In this case evidence of such past behavior was presented to the military judge here, albeit meager and ineptly handled by the defense counsel. We find that the offered evidence went to consent, was of obvious critical importance to the defense, and that the military judge had no choice but to conduct a hearing, or order a continuance. Either of these alternatives would have been preferable to the summary exclusion of the evidence. Cf. MRE 311(d). See Saltzburg, Schinasi, Schlueter, Military Rules of Evidence Manual, 207 (1981). The defense counsel’s negligence, lack of experience, inadequacy or whatever reason for noncompliance with MRE 412(c) simply cannot justify exclusion of such critical evidence to the detriment of an accused. Aside from any constitutional requirement of admissibility, the reason for this is obvious. To exclude such evidence under such circumstances immediately raises the issue of the defense counsel’s adequacy and the accused’s right to effective assistance of counsel. Thus whether an appellate court reverses a conviction because of the exclusion of critical evidence or because of inadequate representation by counsel is of little matter. The administration of justice is not well served in either instance.

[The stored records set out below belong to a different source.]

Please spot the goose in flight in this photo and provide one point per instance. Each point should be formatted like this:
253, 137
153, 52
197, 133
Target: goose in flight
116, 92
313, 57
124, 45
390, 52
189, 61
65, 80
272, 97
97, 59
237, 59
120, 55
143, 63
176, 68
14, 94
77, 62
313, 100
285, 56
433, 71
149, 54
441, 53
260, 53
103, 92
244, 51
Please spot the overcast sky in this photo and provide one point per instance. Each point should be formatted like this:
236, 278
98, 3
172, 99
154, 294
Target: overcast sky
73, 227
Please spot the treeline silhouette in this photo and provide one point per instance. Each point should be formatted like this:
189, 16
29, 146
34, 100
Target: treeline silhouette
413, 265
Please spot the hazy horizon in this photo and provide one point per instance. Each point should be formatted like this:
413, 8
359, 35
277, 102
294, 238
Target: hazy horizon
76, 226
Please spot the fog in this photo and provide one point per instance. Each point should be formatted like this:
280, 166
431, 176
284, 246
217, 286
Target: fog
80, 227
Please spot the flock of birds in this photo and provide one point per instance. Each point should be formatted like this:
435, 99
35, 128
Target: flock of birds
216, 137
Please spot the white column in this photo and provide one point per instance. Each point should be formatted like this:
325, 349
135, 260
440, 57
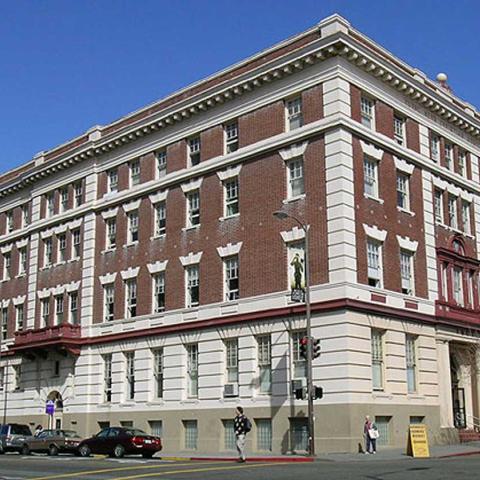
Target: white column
444, 384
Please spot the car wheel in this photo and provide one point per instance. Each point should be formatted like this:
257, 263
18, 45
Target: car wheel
84, 451
53, 450
119, 451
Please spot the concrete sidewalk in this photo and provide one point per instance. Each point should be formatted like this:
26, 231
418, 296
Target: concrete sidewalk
385, 453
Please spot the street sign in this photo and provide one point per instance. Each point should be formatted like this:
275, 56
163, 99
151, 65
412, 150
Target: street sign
50, 407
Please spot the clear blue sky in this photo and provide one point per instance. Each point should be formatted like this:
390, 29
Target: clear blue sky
66, 65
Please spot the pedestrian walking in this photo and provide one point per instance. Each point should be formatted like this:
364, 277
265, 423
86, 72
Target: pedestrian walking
241, 426
371, 434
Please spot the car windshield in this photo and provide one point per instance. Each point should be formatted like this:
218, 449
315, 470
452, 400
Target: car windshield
135, 432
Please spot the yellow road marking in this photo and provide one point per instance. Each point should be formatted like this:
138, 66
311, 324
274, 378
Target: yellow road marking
197, 470
107, 470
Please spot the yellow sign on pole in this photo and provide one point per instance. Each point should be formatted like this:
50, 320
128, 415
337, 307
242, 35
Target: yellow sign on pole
418, 441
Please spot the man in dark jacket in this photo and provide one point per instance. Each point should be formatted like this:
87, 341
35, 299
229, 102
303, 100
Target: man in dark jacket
240, 428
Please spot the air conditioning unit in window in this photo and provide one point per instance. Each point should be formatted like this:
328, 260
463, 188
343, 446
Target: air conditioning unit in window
297, 384
230, 390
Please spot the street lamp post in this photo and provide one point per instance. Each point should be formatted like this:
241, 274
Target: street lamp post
280, 214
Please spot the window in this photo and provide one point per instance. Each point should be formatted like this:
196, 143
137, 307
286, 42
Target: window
452, 211
193, 286
231, 278
299, 363
449, 156
367, 111
45, 307
131, 298
76, 243
191, 434
410, 358
231, 197
160, 219
50, 204
406, 272
78, 193
231, 352
159, 292
192, 369
296, 183
19, 317
370, 176
7, 266
399, 129
264, 363
108, 302
130, 377
193, 208
374, 261
58, 309
458, 286
466, 216
111, 237
133, 226
48, 252
158, 372
22, 261
134, 172
435, 147
73, 307
112, 178
62, 247
107, 378
438, 205
403, 191
161, 158
377, 360
64, 199
294, 113
264, 434
231, 137
4, 323
194, 151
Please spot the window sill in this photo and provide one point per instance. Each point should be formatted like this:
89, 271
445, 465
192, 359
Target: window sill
294, 199
404, 210
371, 197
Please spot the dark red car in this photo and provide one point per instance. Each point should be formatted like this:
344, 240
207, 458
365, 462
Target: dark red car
120, 441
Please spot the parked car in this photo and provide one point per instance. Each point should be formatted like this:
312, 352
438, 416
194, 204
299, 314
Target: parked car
14, 437
119, 441
55, 441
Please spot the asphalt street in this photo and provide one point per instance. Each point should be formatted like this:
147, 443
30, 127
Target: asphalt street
16, 467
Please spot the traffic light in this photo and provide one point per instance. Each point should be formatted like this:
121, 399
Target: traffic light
303, 347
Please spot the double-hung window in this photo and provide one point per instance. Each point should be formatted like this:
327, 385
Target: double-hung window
108, 302
377, 359
264, 363
411, 363
192, 369
406, 272
294, 113
231, 196
367, 112
131, 298
231, 137
374, 262
193, 208
193, 285
194, 151
370, 177
159, 292
231, 278
296, 181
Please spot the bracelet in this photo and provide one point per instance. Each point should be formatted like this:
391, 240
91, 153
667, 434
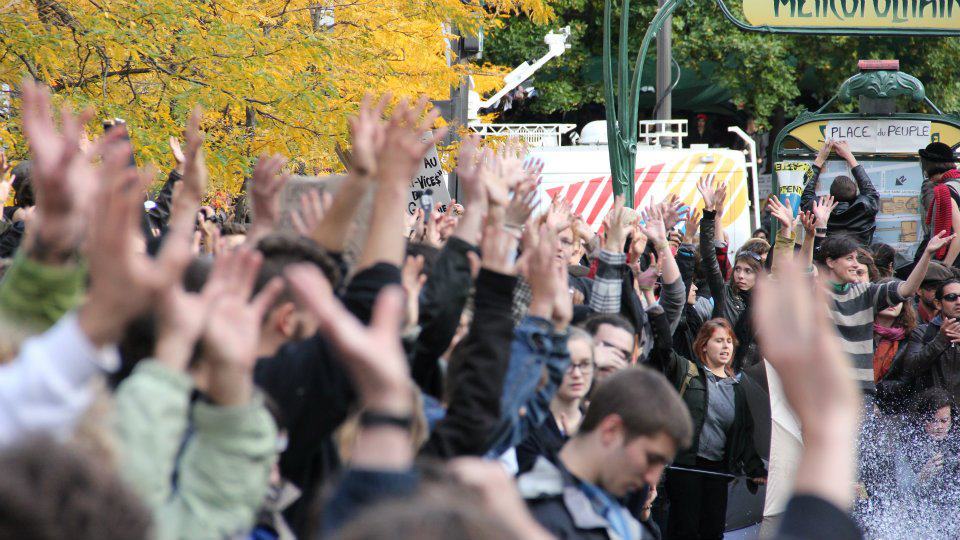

In view of our holding on the rape charge it is unnecessary to discuss the effect on that charge of the erroneous holding of the military judge which required the appellant to testify over objection regarding the presence of cocaine in his room on the night of 27 May 1981. The appellant did not open the door to such testimony when he testified on direct and we find that the military judge violated his right under the Fifth Amendment to the Constitution, not to incriminate himself, when he required the appellant to testify on cross-examination. We find, moreover, that this inadmissible testimony of cocaine possession on 27 May did not involve or otherwise relate to the events surrounding the appellant’s possession of cocaine on 18 June 1981. The 18 June offense was proven beyond a reasonable doubt by properly admitted evidence.

We have considered the appellant’s remaining assignments of error and find them to be without merit.

The findings of guilty of the Charge and its Specification are set aside. The remaining findings of guilty are affirmed. The sentence is set aside subject to the qualification hereafter stated. The record of trial is returned to The Judge Advocate General for submission to the same or a different convening authority. The convening authority may order a rehearing on the Charge and its Specification and on the sentence, or if he determines a rehearing on that charge impractical, he may dismiss the charge and order a rehearing on sentence only. If he determines a rehearing on sentence only also impractical, the convening authority may reassess the sentence (set aside subject to this qualification).

Senior Judge MELNICK concurs.

. Article 32, Uniform Code of Military Justice, 10 U.S.C. § 832 (1976).

. The record gives us no indication of why the defense counsel failed to pursue this subject on re-direct. Apparently he assumed the military judge’s previous ruling on its admissibility by the defense barred further questioning.






Concurrence Opinion

WATKINS, Judge,

concurring in the result:

I agree that the interpretive principles recently set forth by the Court of Military Appeals in a flurry of Rule 412 decisions, cited in the lead opinion, effectively preclude affirmance of the finding of guilty of the rape charge in this instance. It is apparent that the judicial interpretation currently being given Rule 412 is quite different from that of 26 months ago when this case was tried.

*548The competent evidence of record adequately establishes that the appellant wrongfully, and knowingly, possessed cocaine as alleged in the Additional Charge and its Specification. Accordingly, I join in affirming the finding of guilty of this charge. Finding the other unaddressed assignments of error without merit, I am also in agreement with the overall disposition of this case as reflected in the decretal paragraph of the lead opinion.